Ek zam ve sendikal haklarının tanınması talebiyle mücadele eden ve işten atılan Renault işçilerinin 17 Martta başlattıkları direniş sürüyor. Renault yönetimi; MESS, hükümet ve Türk Metal çetesi ile birlikte hareket ederek işçilerin mücadelesini kırmak istedi ve 71 işçiyi tazminatsız olarak işten attı. İşten atılan işçilerden bir kısmı, polisin baskılarına rağmen fabrika önünde direnmeye devam ediyor.
Aralarında sözcülerin de olduğu işçiler, direnişlerinin yedinci gününde işe iade davası açtılar. 25 Mart sabahı adliye önünde basın açıklaması yapan işçiler, “Bizler anayasadaki hakkımızı kullanarak sendikal tercihimizi yaptık fakat işimizden olduk. Bugün hukuki anlamda ilk girişimimizi yaptık. Ama biz bu işin sadece hukuki yolla çözülmeyeceğini bildiğimiz için fabrika önündeki mücadelemize kararlılıkla devam edeceğiz” dediler.
Açıklamanın ardından fabrikanın önünde direnişlerini sürdürdükleri yere geçen işçiler, polis tarafından alandan uzaklaştırıldılar. Polisin fabrika yönetiminin çağrısı üzerine geldiği ve işçileri dayak ve gazla tehdit ederek alandan uzaklaştırdığı ifade ediliyor.
Polise tepki gösteren işçiler, haksız yere işten çıkarıldıklarını, kiralarını ve faturalarını ödeyemez duruma geldiklerini ifade ettiler. Direnişin ilk gününden bu yana işçiler sık sık polisin müdahalesine maruz kalıyorlar. Diğer direnişlerde olduğu gibi bu direnişte de polis, haksızlığa uğrayan işçilerin değil, işçileri işten atan patronun yanında olduğunu göstermiştir. Yani polis, her zamanki gibi sermaye sınıfına hizmet ettiğini kanıtlamıştır.

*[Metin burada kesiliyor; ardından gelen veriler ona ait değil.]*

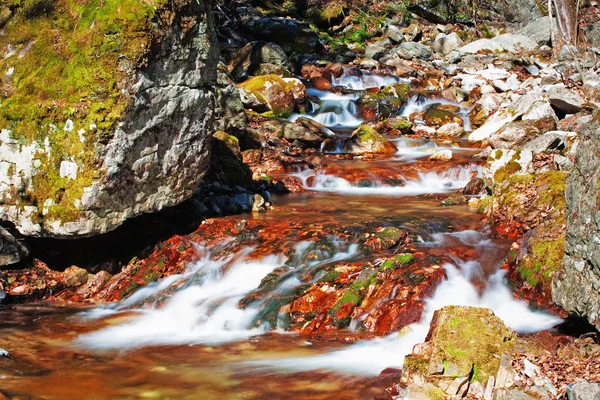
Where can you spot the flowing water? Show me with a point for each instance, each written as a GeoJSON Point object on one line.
{"type": "Point", "coordinates": [188, 337]}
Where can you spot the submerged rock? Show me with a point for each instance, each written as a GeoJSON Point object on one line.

Renault yönetimi, tüm baskılarına ve tehditlerine rağmen mücadeleye devam eden işçilerin, fabrikadaki diğer işçileri etkilemesinden korkuyor. Renault yönetimi, Metal Fırtınasında kararlı duruşlarıyla diğer fabrikalarda çalışan on binlerce işçiyi etkileyen Renault işçilerinden intikam alıyor.
Renault işçileri tüm baskılara ve tehditlere rağmen direnişlerini sürdürmek istediklerini dile getiriyorlar.